A CPU executing with console lock spinning enabled might be halted
during a panic. Before the panicking CPU calls console_flush_on_panic(),
it may call console_trylock(), which attempts to optimistically spin,
deadlocking the panic CPU:

CPU 0 (panic CPU) CPU 1
----------------- ------
printk() {
vprintk_func() {
vprintk_default() {
vprintk_emit() {
console_unlock() {
console_lock_spinning_enable();
... printing to console ...
panic() {
crash_smp_send_stop() {
NMI -------------------> HALT
}
atomic_notifier_call_chain() {
printk() {
...
console_trylock_spinnning() {
// optimistic spin infinitely

This hang during panic can be induced when a kdump kernel is loaded, and
crash_kexec_post_notifiers=1 is present on the kernel command line. The
following script which concurrently writes to /dev/kmsg, and triggers a
panic, can result in this hang:

#!/bin/bash
date
# 991 chars (based on log buffer size):
chars="$(printf 'a%.0s' {1..991})"
while :; do
echo $chars > /dev/kmsg
done &
echo c > /proc/sysrq-trigger &
date
exit

To avoid this deadlock, ensure that console_trylock_spinning() does not
allow spinning once a panic has begun. Below are the hang rates for the
above test case, based on v5.16-rc8 before and after this patch:

before: 776 hangs / 1484 trials - 52.3%
after : 0 hangs / 102 trials - 0.0%

Fixes: dbdda842fe96 ("printk: Add console owner and waiter logic to load balance console writes")

Signed-off-by: Stephen Brennan <[email protected]>
---

Note: I continue to run my tests past 100 trials, but at this point I'm
confident enough in the fix to send the patch.

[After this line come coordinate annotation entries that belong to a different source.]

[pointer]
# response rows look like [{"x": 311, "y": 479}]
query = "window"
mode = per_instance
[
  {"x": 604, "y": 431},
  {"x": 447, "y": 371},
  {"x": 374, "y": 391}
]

As Petr suggested I will send another patch making the non-panic CPUs
bail out of console_unlock(), but I wanted to get this one first, since
it is implemented and ready now.

kernel/printk/printk.c | 10 ++++++++++
1 file changed, 10 insertions(+)

diff --git a/kernel/printk/printk.c b/kernel/printk/printk.c
index 57b132b658e1..612ed895b967 100644
--- a/kernel/printk/printk.c
+++ b/kernel/printk/printk.c
@@ -1843,6 +1843,16 @@ static int console_trylock_spinning(void)
if (console_trylock())
return 1;

+ /*
+ * It's unsafe for the panic CPU to spin, since the CPU holding the
+ * console_sem may have already been halted. However, if a panic has
+ * started, but we're not the panic CPU, we still spin. This protects
+ * the panic CPU from needing to write out messages buffered by other
+ * CPUs in console_unlock().
+ */
+ if (atomic_read(&panic_cpu) == raw_smp_processor_id())
+ return 0;
+
printk_safe_enter_irqsave(flags);

raw_spin_lock(&console_owner_lock);
--
2.30.2